Of course, the reason I know about this minimum charge is because of the work of Edward Heaton, a businessman who met two clients on the cigar terrace one afternoon, bought three small bottles of San Pellegrino (that cost about 60p per bottle in a supermarket) and was presented with a bill for £75 for them. Heaton says that there was no menu (the hotel says that the menus make the minimum charge clear), and the waitress said nothing when they just ordered the three waters. The hotel also says that guests are told about this minimum charge on arrival, so I imagine Mr Heaton may have just sat down without speaking to anyone. He didn’t complain when he got the bill, as he didn’t want to embarrass his companions, so he sent an email the week after. The hotel emailed back to apologise, but Mr Heaton appears to have involved the media…hence the appearance of his picture, holding three bottle of San Pellegrino, in quite a few online and offline newspapers.
Yet I’m not actually sure what Mr Heaton was expecting. The Cigar terrace at the Welleseley hotel is one of the most prime bits of real estate in the city. It is not free, the people who own the hotel will have paid a lot for that land and it is a privately owned piece of serenity in the middle of a busy city (which is why Edward Heaton wanted to take his business partners there in the first place). Hotels make money buy selling space,be it a room to sleep in, or, sometimes, a nice place to sit. After 4pm on a sunny day the ability to sit out there must be worth quite a bit of money. So it is should not be a surprise that the Wellesely feels that they have the right to out a price on anyone who wants to occupy that space. Their case is quite simple. If you want to sit on the terrace you are welcome to as long as you buy £25 worth of food or drinks. It’s a classic bit of economics, where a price is put on something that is a valuable scarce resource. Before a consumer ‘buys’ the space, they have to consider what it’s worth to them. Remember, they get some food and drink for their £25 too.

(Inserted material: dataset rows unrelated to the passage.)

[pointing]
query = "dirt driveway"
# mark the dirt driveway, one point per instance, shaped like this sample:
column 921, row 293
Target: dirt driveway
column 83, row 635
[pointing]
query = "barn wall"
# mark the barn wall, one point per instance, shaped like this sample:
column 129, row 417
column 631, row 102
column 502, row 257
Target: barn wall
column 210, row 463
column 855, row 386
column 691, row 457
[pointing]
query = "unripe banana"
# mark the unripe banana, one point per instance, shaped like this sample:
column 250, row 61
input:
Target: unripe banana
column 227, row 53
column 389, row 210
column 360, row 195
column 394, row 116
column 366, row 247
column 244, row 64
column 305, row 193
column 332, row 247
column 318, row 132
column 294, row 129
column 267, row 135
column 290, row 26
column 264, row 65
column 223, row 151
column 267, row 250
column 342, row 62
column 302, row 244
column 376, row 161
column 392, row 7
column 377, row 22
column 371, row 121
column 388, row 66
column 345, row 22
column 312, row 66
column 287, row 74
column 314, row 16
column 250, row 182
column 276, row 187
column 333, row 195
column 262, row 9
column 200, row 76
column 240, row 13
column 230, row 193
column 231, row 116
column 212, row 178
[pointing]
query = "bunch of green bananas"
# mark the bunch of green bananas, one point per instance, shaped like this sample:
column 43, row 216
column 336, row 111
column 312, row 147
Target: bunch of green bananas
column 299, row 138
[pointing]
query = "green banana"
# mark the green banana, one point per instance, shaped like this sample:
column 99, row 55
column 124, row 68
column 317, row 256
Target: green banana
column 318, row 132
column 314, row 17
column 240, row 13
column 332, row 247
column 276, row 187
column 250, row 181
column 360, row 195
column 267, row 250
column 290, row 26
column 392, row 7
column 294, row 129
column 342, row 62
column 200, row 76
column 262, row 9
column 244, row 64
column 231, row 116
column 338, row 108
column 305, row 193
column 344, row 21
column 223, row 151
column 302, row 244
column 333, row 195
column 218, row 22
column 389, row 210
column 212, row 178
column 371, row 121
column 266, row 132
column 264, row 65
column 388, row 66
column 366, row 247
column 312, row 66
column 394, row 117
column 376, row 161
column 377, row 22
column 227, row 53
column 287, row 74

Anyway, apart from it being summer holidays, with not many stories about and newspapers like what they think are ‘wronged consumer’ stories, I can understand why the media were interested in Mr Heaton’s story. Yet what he has hopefully learned from the episode (and the man works in property so I’m surprised he didn’t know) is that when property is a scarce resource, it can have a hefty price on it. Seems fair enough to me.